“Klima: Deutschland im Dunkeln” von Steffi Augter, wiwo.de, 31.01.2008 :
Laptop und Lederhosen – Bayern, das Land der gelebten Gegensätze, boomt. Doch ob die Krachlederne auch künftig an der Spitze des Fortschritts marschiert, wie Franz Josef Strauß es einst wünschte, ist ungewiss. Denn dem Laptop könnte wie dem Rest des Landes schlicht der Strom ausgehen. Die dortige Wirtschaftsministerin Emilia Müller fürchtet: „Ohne Kernenergie wird der Strom bei uns zwangsläufig teurer und unsicherer.“ Denn der geplante Atomausstieg trifft den Süden Deutschlands besonders hart: Dort stehen die meisten der 17 deutschen Kernkraftwerke, fünf allein im Freistaat, sie decken dort zwei Drittel des Strombedarfs – günstig und verbrauchsnah. (…)
Spätestens wenn das Licht ausgeht, wird auch dem letzten Apostel alternativer Quellen klar: Deutschland braucht einen breiten Energiemix – und dazu gehört als Übergangslösung die Verlängerung der Laufzeiten von Atommeilern. Ohne den günstigen Atomstrom, wenn also der Süden Deutschlands schon bald auf den weniger konstanten Windstrom aus Küstenregionen angewiesen ist, benötigt das Land umso mehr auch neue Netze – und deren Bau geht nicht von heute auf morgen über die Bühne. Schließlich soll der Saft aus der Steckdose sauber und sicher fließen – und bezahlbar.
Bisher ist das nicht der Fall. Seit 2000 sind die monatlichen Energie-Ausgaben eines Durchschnitt-Haushaltes um 75 Euro gestiegen – da hilft es wenig, wenn Umweltminister Sigmar Gabriel (SPD) einen Sozialtarif für ärmere Haushalte fordert. Denn in Zeiten, in denen der Ölpreis auf immer neue Rekordwerte steigt und die USA die Weltkonjunktur in den Keller zu stürzen droht, muss die Energiedebatte auf den Boden ökonomischer Tatsachen zurück. (…)Wer die Wirtschaft nicht zum Teufel oder die Menschheit zurück auf die Bäume schicken will, darf der Industrie nicht den Energiehahn zudrehen. Doch genau das geschieht derzeit. Schon in wenigen Jahren droht Deutschland ein massiver Engpass in der Stromproduktion. (…)

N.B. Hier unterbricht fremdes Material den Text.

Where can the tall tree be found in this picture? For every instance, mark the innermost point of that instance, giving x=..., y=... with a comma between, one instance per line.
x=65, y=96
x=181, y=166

Ein gleichzeitiger Ausstieg aus Kernkraft und Kohle – das geht eben nicht. Diese Position vertritt auch Wolfgang Clement (SPD). Scharf verurteilt der frühere Bundeswirtschaftsminister die Energiepolitik der hessischen SPD-Spitzenkandidatin Andrea Ypsilanti. Mit seinem Affront („Ich würde sie nicht wählen“) hetzte er die Genossen gegen sich auf – und offenbarte die energiepolitischen Differenzen seiner Partei.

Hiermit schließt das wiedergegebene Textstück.